The ex-minister reproached the German government for having let things go this far, saying: “It did not argue and act politically, but in accounting terms.”
Mr Fischer has called for a change of course in Europe towards a more growth-orientated policy. Trying to break even like in Germany’s federal budget, something which he said everyone is so proud of, would conversely bring the other euro countries nothing. Everyone would recognise this problem “except Germany”, he said.
Commission press briefing coming up
The European Parliament’s session is still going on. Mr Tsipras is manfully sitting through it all. Once it’s done, we expect the Commission to give their daily briefing.
What is the new Greek request?
So the European Stability Mechanism has confirmed they have received a letter from Athens. But, unlike reports yesterday, finance ministers will not be having a teleconference to discuss it today.
Instead, the technical teams who work on behalf of the finance ministers – the Euro working group – will pour over the plans
Request for ESM support received from Greek government, will be dealt with EWG today. No #Eurogroup teleconference #Greece
— Michel Reijns (@MichelReijns) July 8, 2015
However, today’s letter is probably not the “comprehensive” plan creditors are demanding before they can sit down and think about releasing any cash to the country, either on a short term basis to avoid an ECB default, or to approve the ESM loan, which will require a more complicated process of ratification.
This is what the last ESM request letter, which was rejected on June 30, looked like

Credit Suisse have put out this helpful table of what each eurozone government needs to do before approving an ESM loan package.
Credit Suisse on Greece: ESM capital share and parliament approval required for new aid programme
— Fabrizio Goria (@FGoria) July 8, 2015
ECB’s Noyer: Greece could descend into riots
Greece will descend into “riots and chaos” if no deal to secure its euro future is found, Christian Noyer, the governor of France’s central bank and ECB board member has warned today.

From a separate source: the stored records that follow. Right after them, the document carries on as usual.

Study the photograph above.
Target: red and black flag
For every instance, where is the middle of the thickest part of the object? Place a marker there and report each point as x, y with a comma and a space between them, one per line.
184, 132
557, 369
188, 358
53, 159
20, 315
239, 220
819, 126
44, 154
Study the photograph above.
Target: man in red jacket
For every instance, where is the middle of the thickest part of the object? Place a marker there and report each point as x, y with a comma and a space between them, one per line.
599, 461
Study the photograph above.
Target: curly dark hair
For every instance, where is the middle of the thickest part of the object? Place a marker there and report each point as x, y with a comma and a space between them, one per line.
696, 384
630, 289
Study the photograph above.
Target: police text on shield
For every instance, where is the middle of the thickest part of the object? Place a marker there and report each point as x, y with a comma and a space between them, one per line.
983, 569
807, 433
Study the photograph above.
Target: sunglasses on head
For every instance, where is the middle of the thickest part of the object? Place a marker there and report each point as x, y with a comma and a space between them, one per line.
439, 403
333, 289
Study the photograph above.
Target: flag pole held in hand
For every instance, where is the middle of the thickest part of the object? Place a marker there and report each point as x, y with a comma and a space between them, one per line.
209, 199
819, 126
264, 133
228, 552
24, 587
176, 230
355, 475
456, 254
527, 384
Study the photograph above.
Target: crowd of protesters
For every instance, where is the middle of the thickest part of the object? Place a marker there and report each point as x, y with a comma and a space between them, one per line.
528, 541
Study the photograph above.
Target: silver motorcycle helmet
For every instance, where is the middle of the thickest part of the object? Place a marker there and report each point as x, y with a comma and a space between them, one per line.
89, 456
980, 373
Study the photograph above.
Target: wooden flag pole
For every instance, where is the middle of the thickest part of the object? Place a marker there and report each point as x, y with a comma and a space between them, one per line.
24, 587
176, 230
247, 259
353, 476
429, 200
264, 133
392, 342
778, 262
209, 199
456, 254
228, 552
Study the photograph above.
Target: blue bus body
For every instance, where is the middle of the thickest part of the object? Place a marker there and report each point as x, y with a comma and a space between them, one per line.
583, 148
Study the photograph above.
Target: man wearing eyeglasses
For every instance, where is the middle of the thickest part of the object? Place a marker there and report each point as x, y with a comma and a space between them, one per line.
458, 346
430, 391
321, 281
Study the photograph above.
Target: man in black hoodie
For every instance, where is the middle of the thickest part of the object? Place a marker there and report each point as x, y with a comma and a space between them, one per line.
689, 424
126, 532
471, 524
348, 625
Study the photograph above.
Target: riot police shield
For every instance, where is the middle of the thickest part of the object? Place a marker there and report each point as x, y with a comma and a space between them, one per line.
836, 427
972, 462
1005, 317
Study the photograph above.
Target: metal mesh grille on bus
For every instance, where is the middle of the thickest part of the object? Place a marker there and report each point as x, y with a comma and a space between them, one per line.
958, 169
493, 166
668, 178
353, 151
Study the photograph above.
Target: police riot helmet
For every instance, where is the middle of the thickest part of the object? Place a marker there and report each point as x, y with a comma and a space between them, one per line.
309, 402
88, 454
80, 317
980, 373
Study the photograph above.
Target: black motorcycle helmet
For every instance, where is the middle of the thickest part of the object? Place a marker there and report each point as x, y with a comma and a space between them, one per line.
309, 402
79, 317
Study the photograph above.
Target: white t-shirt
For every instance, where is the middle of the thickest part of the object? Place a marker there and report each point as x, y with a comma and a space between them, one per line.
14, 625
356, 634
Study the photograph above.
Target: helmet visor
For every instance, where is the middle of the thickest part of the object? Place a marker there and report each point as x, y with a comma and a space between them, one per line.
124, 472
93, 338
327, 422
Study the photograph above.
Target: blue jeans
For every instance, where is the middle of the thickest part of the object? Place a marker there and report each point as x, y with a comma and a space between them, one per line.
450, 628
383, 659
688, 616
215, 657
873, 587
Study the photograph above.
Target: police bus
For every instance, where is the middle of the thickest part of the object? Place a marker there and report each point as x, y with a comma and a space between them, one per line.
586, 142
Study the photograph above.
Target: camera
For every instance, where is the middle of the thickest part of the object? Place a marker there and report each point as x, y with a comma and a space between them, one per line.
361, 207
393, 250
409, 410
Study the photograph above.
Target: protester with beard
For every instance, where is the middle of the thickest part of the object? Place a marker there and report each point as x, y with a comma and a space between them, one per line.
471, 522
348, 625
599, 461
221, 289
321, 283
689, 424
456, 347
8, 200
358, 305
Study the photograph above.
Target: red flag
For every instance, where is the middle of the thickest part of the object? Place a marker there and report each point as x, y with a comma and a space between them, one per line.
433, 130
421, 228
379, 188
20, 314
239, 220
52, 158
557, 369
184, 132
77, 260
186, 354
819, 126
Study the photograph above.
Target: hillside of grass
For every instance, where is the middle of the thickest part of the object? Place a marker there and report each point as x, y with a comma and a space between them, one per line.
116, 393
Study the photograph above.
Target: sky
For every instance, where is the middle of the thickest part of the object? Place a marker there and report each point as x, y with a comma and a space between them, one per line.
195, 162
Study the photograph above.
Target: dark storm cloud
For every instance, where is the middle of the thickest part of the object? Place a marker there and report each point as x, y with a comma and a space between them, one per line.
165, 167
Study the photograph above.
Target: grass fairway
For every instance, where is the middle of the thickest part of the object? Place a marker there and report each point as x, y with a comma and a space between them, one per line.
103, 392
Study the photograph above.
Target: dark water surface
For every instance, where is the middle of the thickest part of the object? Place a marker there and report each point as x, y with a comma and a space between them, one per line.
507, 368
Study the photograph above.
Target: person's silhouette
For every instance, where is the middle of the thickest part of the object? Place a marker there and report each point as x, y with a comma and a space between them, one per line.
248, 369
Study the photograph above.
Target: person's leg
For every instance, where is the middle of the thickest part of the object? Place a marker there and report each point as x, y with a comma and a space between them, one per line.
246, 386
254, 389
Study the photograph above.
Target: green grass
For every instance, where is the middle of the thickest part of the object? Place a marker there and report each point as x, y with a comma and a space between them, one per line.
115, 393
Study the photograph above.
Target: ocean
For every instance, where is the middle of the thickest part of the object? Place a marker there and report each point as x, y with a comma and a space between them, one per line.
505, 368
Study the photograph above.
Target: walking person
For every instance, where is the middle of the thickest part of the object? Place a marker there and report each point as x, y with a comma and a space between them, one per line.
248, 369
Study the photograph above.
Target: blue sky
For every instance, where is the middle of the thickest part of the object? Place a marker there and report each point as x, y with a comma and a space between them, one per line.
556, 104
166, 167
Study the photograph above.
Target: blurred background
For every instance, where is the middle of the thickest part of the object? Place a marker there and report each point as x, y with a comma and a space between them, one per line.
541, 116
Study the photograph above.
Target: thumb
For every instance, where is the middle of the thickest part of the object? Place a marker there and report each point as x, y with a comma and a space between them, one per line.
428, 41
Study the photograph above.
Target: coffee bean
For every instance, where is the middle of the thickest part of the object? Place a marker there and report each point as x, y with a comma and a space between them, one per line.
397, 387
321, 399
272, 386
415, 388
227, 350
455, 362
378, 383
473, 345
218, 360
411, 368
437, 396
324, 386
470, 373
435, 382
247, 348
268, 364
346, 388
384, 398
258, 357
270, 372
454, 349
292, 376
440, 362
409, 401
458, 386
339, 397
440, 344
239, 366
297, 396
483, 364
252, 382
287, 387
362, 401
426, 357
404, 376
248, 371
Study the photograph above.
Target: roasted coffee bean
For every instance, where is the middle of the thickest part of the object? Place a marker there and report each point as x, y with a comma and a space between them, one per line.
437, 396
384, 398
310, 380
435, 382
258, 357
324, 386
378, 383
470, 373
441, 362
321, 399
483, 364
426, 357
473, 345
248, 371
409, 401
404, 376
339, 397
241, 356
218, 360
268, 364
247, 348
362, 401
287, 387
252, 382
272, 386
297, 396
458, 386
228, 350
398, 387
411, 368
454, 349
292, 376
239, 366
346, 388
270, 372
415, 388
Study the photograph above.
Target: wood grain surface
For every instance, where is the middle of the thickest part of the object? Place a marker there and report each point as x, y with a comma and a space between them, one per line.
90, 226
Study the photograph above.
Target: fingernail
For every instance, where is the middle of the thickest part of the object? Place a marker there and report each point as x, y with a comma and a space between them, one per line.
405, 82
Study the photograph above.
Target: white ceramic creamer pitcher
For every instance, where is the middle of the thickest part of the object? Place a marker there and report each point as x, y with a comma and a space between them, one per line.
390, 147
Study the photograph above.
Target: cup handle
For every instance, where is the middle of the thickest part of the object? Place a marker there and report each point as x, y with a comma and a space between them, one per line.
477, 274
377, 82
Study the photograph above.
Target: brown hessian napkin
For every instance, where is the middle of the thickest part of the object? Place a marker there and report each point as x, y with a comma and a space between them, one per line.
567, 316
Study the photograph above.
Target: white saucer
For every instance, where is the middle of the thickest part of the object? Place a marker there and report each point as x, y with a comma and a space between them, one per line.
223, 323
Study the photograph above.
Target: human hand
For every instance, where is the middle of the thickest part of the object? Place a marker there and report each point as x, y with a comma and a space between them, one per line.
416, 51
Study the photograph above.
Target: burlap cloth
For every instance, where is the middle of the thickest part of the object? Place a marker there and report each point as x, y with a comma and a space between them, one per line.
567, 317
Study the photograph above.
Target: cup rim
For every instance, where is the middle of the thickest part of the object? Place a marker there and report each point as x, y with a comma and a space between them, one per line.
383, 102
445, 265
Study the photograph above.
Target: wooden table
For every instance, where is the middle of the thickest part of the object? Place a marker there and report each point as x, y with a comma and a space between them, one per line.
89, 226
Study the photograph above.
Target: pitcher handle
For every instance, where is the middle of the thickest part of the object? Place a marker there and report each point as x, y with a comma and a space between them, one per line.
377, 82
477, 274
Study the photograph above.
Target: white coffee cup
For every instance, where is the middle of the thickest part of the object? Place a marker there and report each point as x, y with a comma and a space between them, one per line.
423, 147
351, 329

He has also said ECB will not continue their emergency cash lifeline for Greek banks indefinitely.
Henry Samuel in Paris reports
“The Greek economy is on the brink of catastrophe. A deal absolutely must be reached on Sunday because it will be too late after that and the consequences will be grave,” France’s central bank governor told Europe 1 radio, adding that “there could be riots… and chaos in the country”.
Mr Noyer, a member of the ECB’s governing council, added it was “impossible” to re-open Greek banks while confidence was so low, saying there would be an “immediate run” if they did open for business.
Noyer said Greece’s ECB lifeline, which has stretched to €89bn in recent months, could not be carried on indefinitely.
“We have rules and we have interpreted the rules to their limit to maintain a lifeline to Greek banks, but we cannot continue indefinitely to increase the risks we are taking,” he said.
Noyer insisted, however, that Grexit “would not spell the end of the eurozone”.